If a backdoor exists, then anyone can exploit it. All it takes is knowledge of the backdoor and the capability to exploit it. And while it might temporarily be a secret, it’s a fragile secret. Backdoors are how everyone attacks computer systems.
This means that if the FBI can eavesdrop on your conversations or get into your computers without your consent, so can cybercriminals. So can the Chinese. So can terrorists. You might not care if the Chinese government is inside your computer, but lots of dissidents do. As do the many Americans who use computers to administer our critical infrastructure. Backdoors weaken us against all sorts of threats.
Either we build encryption systems to keep everyone secure, or we build them to leave everybody vulnerable.

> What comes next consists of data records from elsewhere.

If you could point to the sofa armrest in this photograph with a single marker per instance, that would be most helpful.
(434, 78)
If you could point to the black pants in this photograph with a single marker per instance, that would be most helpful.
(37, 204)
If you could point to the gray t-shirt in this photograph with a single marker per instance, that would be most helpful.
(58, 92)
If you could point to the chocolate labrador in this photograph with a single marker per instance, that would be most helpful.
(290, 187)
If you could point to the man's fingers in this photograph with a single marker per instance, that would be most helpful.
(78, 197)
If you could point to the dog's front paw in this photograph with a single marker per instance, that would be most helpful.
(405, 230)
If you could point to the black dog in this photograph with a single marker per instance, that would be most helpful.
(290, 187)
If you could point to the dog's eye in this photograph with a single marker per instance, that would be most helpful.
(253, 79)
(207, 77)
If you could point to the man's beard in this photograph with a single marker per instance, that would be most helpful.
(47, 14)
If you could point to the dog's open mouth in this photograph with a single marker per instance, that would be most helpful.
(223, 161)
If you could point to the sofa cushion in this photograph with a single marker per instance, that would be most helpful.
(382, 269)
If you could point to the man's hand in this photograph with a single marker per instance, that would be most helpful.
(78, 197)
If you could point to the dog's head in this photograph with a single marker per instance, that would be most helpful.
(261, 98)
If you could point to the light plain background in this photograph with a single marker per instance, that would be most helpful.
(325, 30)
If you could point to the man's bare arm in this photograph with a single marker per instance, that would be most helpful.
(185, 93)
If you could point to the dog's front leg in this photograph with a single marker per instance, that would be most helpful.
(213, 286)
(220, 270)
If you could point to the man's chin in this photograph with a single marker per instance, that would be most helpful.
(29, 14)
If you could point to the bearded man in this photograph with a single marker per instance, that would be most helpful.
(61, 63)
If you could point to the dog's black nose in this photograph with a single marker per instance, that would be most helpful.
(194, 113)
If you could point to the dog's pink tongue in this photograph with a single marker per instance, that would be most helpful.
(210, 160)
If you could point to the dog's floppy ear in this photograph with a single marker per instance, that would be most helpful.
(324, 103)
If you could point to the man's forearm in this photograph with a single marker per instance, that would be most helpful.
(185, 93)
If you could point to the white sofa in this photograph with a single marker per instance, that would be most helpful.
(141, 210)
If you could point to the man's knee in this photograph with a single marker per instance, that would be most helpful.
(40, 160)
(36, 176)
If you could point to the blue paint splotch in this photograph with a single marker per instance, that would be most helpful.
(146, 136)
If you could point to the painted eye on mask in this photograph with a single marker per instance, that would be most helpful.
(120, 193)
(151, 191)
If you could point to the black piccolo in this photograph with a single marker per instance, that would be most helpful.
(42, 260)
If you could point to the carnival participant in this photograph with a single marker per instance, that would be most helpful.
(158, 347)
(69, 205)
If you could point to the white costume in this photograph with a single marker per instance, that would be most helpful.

Even a highly sophisticated backdoor that could only be exploited by nations like the United States and China today will leave us vulnerable to cybercriminals tomorrow. That’s just the way technology works: things become easier, cheaper, more widely accessible. Give the FBI the ability to hack into a cell phone today, and tomorrow you’ll hear reports that a criminal group used that same ability to hack into our power grid.
The FBI paints this as a trade-off between security and privacy. It’s not. It’s a trade-off between more security and less security. Our national security needs strong encryption. I wish I could give the good guys the access they want without also giving the bad guys access, but I can’t. If the FBI gets its way and forces companies to weaken encryption, all of us — our data, our networks, our infrastructure, our society — will be at risk.